Question
CONDITIONAL ON OpenAI having released a step-change model before IPO: What will OpenAI's market capitalization be 90 days after its IPO?
Summary OpenAI's private valuation reached $852B in March 2026, with an initial target IPO valuation of ~$1T 2 sources. This estimate assumes a conditional scenario where OpenAI releases a "step-change" model before its IPO—one that leads >50% of major benchmarks for 4+ weeks. Such a breakthrough would likely drive intense initial enthusiasm, allowing the IPO to price at a premium of $1.1T to $1.2T. The market has demonstrated massive appetite for pure-play AI exposure, as seen in the recent Cerebras IPO which popped 68% on its first day cnbc.com. A step-change model would validate a premium valuation by accelerating enterprise adoption and dominating the AI narrative. However, historical base rates for mega-IPOs suggest that initial post-listing pops often cool off as early euphoria settles and fundamental scrutiny sets in. For example, Cerebras declined by ~38% within 13 trading days of its initial pop stockanalysis.com, and historical precedents like Facebook saw significant drawdowns in the months following their debuts. By the 90-day mark, the market cap is expected to stabilize around $1.4T, balancing the structural premium of a breakthrough model against the reality of OpenAI's massive cash burn and projected $14B loss for 2026 2 sources.

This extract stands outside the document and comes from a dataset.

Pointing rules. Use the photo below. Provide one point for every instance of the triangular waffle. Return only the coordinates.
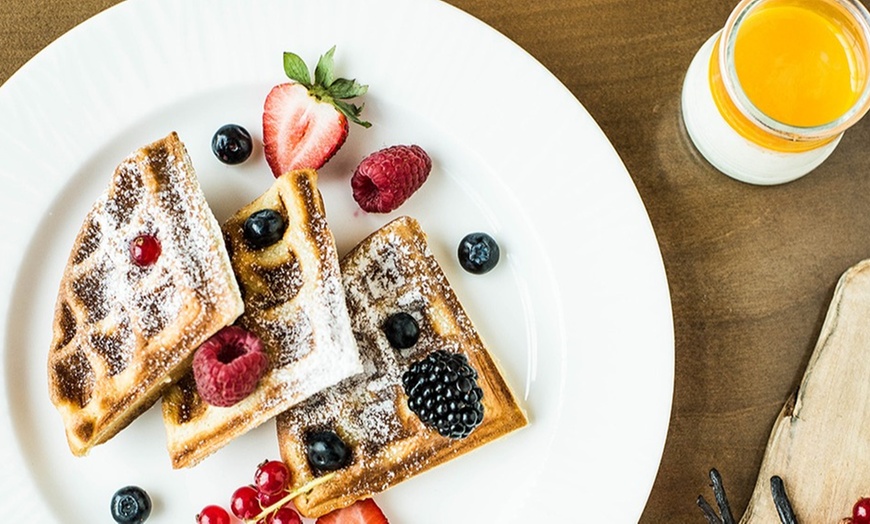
(391, 271)
(123, 331)
(295, 304)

Strongest Arguments for Higher Values
- A step-change model would decisively answer concerns about model commoditization, justifying massive premiums and mirroring the narrative shift seen when Anthropic's private valuation skyrocketed after their "Mythos" release.
- Potential fast-track inclusion into major indices (like the Nasdaq or S&P 500) could force billions in passive buying within the first few months, artificially supporting a higher valuation etfstream.com.
- The "low float" dynamics typical of the first 90 days combined with massive institutional FOMO for pure-play AI exposure nb.com could sustain early IPO pops well into the first quarter of trading.
Strongest Arguments for Lower Values
- Public market investors are generally more disciplined than private markets and will scrutinize OpenAI's massive financial losses, which include a projected $14B deficit in 2026 and an estimated $207B funding gap through 2030 forbes.com.
- Base rates for mega-IPOs show that initial enthusiasm frequently wanes; even high-flying AI stocks like Cerebras gave back significant gains shortly after their debut stockanalysis.com.
- The 90-day window provides enough time for the initial hype of a step-change model to subside, bringing the valuation back down toward its baseline as investors focus on margins, computing costs, and the complex Microsoft revenue-share agreement investing.com.
Key Uncertainties
- Competitive Responses: Whether rivals like Anthropic or Google quickly release a counter-model within the 90-day window to challenge OpenAI's benchmark leadership.
- Fast-Track Index Rules: The exact timing and scale of passive fund inflows if Nasdaq or S&P 500 expedite OpenAI's inclusion.
- Macro Market Conditions: Broader sentiment around AI sustainability and potential bubble fears, which could cause aggressive re-rating of hyper-growth technology stocks.